I used to say he agonized all morning over whether to put in a comma and then agonized all afternoon if he should take it back out. If we went away for the day, as soon as we got back home he'd hurry into the den, close the door and write like a fiend to make up for ignoring his writing, his passion all day. I was alone for the rest of the night and I just couldn't get it.
Then there were evenings when, in the middle of a movie or a TV show, he'd get antsy, shifting in his chair. He'd kiss my hand and say he had to go work on his story. He'd leave me alone again, and I just couldn't get the pull of the story. Why...how did it pull at him? I'll even confess to being a little jealous of the book. Did it mean more than I?
I won't even mention the times he'd jostle me out of a sound sleep to tell me he had to get up to change a paragraph.
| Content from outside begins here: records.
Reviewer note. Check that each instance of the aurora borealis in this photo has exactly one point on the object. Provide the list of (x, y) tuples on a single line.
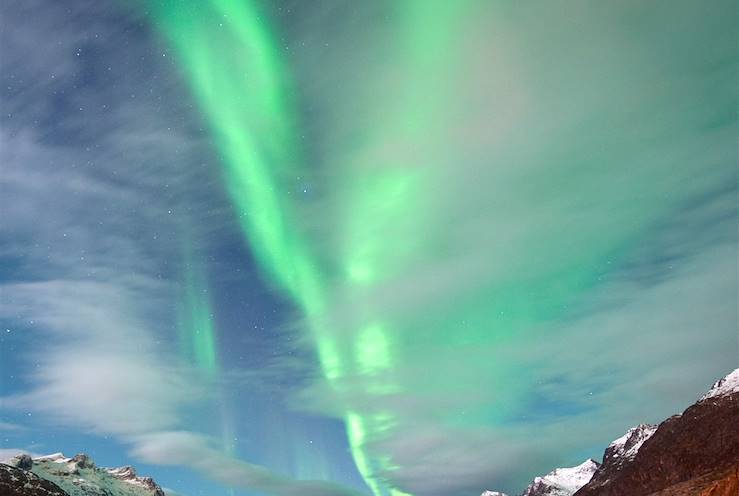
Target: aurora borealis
[(392, 248)]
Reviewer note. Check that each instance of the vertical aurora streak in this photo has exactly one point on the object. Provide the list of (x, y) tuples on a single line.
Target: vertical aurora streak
[(397, 208)]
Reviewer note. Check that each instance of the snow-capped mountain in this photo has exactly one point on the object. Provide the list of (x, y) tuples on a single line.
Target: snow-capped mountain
[(18, 482), (695, 453), (562, 481), (625, 448), (723, 387), (78, 476)]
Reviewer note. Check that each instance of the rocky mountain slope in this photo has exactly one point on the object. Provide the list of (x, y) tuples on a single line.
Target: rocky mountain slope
[(57, 475), (695, 453), (562, 481), (18, 482)]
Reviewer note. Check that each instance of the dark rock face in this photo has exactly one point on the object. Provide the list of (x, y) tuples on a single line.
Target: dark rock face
[(697, 451), (18, 482), (83, 461), (22, 461)]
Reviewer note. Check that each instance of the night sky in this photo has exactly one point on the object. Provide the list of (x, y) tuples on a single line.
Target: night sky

Did I understand? Not for a nano-second.
But I was a writer. Wasn't I? Shouldn't I have understood?
Then one day, Calvin said, "Time to stop with the excuses. Time to write. You're retired. Write." I listed my excuses: housework, laundry, cooking...et al. He turned me toward the tiny bedroom that held my computer. "Go. Write. Your muse awaits."
Calvin did that for me. He made me face my muse. Now finally, as the release date approaches for my own book, I get his devotion to his craft.
I understand all the hours he devoted to the phantom lady. All those hours he mentally retreated to Paris, the setting for his book. I'd watch him pour over street maps of the City of Light to make sure he had the streets correct. He spent hours online making sure the cafes he remembered from his time there in '68-69 still had the same names, especially the cafes where he wrote every day.
Thanks to Calvin, heart of my heart, I get it.